There are so many people to thank, that I could be here all day. There are so many inspirational people and speeches that I would love to emulate. Some of my favorite graduation moments, speeches, and phrases come from movies such as Reality Bites and Say Anything. I would love to say something epic that will inspire you to go out and do great things, challenge the status quo, and change the world.
But when it comes down to it, it really does not matter what I say as I stand here before you today. You will not remember any of it. Twenty years from now, you will not remember the speeches, you will not remember what you wore, nor will you remember the unease you now feel as your sock is slipping down into your shoe. What you will remember are the feelings and the people who are here with you today celebrating and sharing this most amazingly precious moment with you.
So, I will say this: people are what are most important in life. This is what we need to remember. Graduation is a great accomplishment. We have sacrificed ourselves, our time, and our future earnings in pursuit of education. Never forget the people who have supported you through this time and who are here with you today. It doesn’t matter how much money you earn, if you get that snazzy corner office, or if you end up waiting tables and riding a bicycle, what matters most are the people in your life. Your legacy will be the ways in which you are able to make life better, even if that person you better is simply yourself.
When you leave here today, be sure to hug your children, your spouse, your parents if they are still alive, and even your grandparents if they are around too. For while graduation is a huge accomplishment, it is only a flicker compared to the flame of love that is the people in your life.
We have all sacrificed something in order to achieve this accomplishment today. Remember to be thankful for every thing in life. We should not be thankful just on the day in November when the calendar tells us to be thankful. Be thankful every day. Congratulations on your achievement and go forth and spread love into the world.
I am currently in the home stretch of my final degree with less than two weeks to go. While I oscillate between relief and excitement to anxiety and despair, there is a part of me that knows that these are the days I am going to miss. They say that college is the best four years of your life. It has been the best twenty years of mine. As I look to the future, I am scared. I have been in some sort of educational institution for over 30 years of my life. Some people have been institutionalized by the mental health system, some people have been institutionalized by the criminal justice system, and I have been institutionalized by the education system.
I am sure that at some point I will have panic over the fact that my academic career is over. What is perhaps most difficult is the fact that it is over whether I like it or not. Even if I do decide that I want to return to school in the future to complete a PhD, I am unable to do so because I have officially maxed my federal student loans. Unless some institution decides to give me a full academic scholarship, I am unable to continue with any more education. I am not sure what is scarier – the fact that I cannot receive any more education, or the fact that I have officially reached the ceiling for student loan debt.

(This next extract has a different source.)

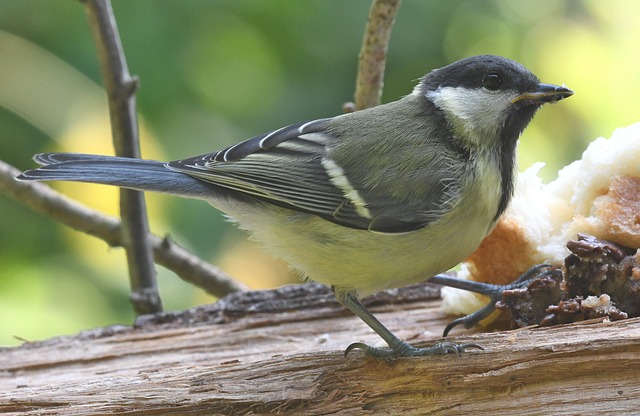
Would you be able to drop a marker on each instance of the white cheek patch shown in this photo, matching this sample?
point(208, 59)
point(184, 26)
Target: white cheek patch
point(474, 110)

I have been half joking and half serious lately that I do not want a graduation party. I want a retirement party. Twenty years in any field is a career. My career as a professional college student is ending. I am not simply graduating; I am retiring from being a professional college student. I will never stop learning, but I will now be learning by less formal means.
I am looking forward to retirement. I have employment I love, and the most amazing people in my life. I am looking forward to running more marathons, and surfing more waves. My library card will be getting a great workout. I think I may even be getting a fishing license for 2016. I will finally have time to devote to the people and things in my life that are as equally or more important than education, which have traditionally taken a back burner role to school.
A few months ago, when I posted about the penultimate paper (the last but one paper), I had foretold that this major life change would be a challenging time for me but that I hoped to be able to face it with grace. I’m not quite sure you would call this last month or so grace; it’s more like the break dance you inadvertently perform on a slick floor trying not to fall down. Whatever is happening, my life is about to change in major ways.
I’m looking forward to being able to Rewind Real Slow.